Extinction methods have been popularised by several authors, most notably Richard Ferber, whose name has become synonymous as the Ferber Method.

Babies trained using his methods are said to be “Ferberized”.

Young babies need to feed at night, and their sleep-wake patterns are still immature.

For these reasons, even researchers who advocate Ferber sleep training warn that sleep training is inappropriate for babies under 6 months old.

As Richard Ferber himself acknowledges, the Ferber method doesn’t teach babies how to fall asleep on their own: children are simply denied access to their parents, and are left to cope.

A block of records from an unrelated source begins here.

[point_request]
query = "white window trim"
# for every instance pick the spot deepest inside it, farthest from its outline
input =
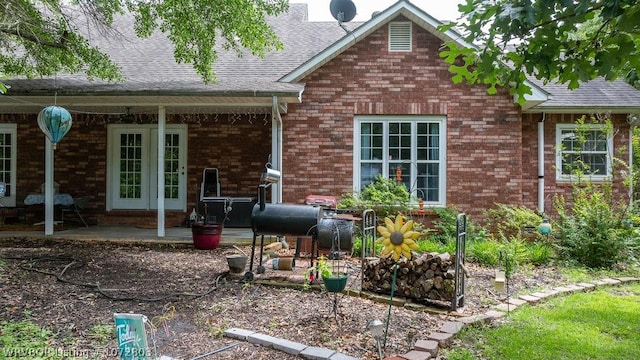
(560, 177)
(410, 38)
(12, 129)
(442, 166)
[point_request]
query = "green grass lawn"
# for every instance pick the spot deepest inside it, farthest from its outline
(602, 324)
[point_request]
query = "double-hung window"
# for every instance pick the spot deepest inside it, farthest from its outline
(8, 163)
(412, 147)
(583, 150)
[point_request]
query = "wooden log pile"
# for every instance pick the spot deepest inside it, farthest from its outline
(428, 276)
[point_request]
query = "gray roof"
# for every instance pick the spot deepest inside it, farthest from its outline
(149, 66)
(151, 70)
(616, 96)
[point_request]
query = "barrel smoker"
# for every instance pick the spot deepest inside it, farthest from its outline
(289, 220)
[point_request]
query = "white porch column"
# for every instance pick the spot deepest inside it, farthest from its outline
(276, 150)
(161, 129)
(48, 187)
(541, 164)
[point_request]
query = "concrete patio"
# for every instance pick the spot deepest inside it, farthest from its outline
(176, 235)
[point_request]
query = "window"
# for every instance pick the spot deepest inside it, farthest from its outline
(583, 148)
(400, 36)
(8, 163)
(416, 145)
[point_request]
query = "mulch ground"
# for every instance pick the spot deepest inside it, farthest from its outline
(74, 287)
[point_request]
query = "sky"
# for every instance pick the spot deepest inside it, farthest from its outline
(440, 9)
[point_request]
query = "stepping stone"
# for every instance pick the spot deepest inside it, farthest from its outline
(429, 346)
(611, 281)
(416, 355)
(444, 339)
(576, 287)
(474, 319)
(340, 356)
(587, 285)
(493, 314)
(562, 289)
(505, 307)
(541, 295)
(452, 327)
(530, 298)
(516, 302)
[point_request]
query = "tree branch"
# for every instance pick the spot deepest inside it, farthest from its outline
(59, 44)
(564, 17)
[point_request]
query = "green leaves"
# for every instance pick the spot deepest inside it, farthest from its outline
(45, 41)
(566, 41)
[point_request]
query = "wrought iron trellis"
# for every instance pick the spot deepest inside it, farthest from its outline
(461, 244)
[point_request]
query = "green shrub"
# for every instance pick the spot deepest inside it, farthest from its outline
(386, 196)
(591, 232)
(485, 253)
(445, 226)
(507, 221)
(540, 253)
(430, 245)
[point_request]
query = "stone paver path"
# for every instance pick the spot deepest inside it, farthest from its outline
(424, 349)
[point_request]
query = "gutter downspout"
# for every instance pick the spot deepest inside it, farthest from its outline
(160, 149)
(631, 169)
(276, 150)
(541, 164)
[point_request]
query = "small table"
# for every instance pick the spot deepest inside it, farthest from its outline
(58, 199)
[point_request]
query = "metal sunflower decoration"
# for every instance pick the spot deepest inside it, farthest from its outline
(398, 238)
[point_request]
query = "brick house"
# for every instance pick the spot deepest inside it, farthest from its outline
(332, 110)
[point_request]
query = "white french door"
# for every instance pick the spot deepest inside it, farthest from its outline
(133, 167)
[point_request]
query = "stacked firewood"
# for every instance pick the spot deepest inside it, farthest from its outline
(429, 276)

#2: Mother and Baby Separation During Sleep Training

Babies are designed to sleep in close proximity to their mothers.

Extensive research by Professor James McKenna’s Mother-Baby Behavioural Sleep Laboratory (Department of Anthropology, University of Notre Dame) in the US, and Professor Helen Ball’s Parent-Infant Sleep Lab (Department of Anthropology at Durham University) in the UK show this beyond doubt.

Emerging evidence is showing the potentially negative impacts of interrupting the strong connections between mother and baby, when the natural call and response pattern of night waking is broken.

In 2012, 4-10 month-old infants undergoing a hospital-based extinction program were studied.

The babies ceased crying at bed-time by the third night of the program.

However, their levels of the stress hormone, cortisol, remained elevated – as high as they had been on the first night of crying.

While their behaviour had adapted to sleeping alone, their bodies had not, so they remained stressed. Their mothers, however, adapted quickly and had normal cortisol levels.

Further research is needed to look at the longer-term impacts.

“Before six months, you’re just extinguishing,” explains Doctor Howard Chilton, a neonatologist at the Prince of Wales Private Hospital and the Royal Hospital for Women in Sydney. “Eventually, the baby just gives up.”

Extinguishment is the baby’s last survival mode: when no parent appears, despite a long period of crying, she will go quiet.

Although she might seem to have settled, she isn’t. She is doing the only thing she can do to protect herself: keeping silent so predators can’t find her.

The baby is responding as if she is abandoned. No wonder her cortisol levels remain high.

#3: Separation Anxiety

As babies get older, another factor comes into play. In the second half year (as they become mobile), they also become fearful of their mother being out of sight.

Again, this makes sense from an anthropological perspective: a mobile baby without boundaries could wander and become lost.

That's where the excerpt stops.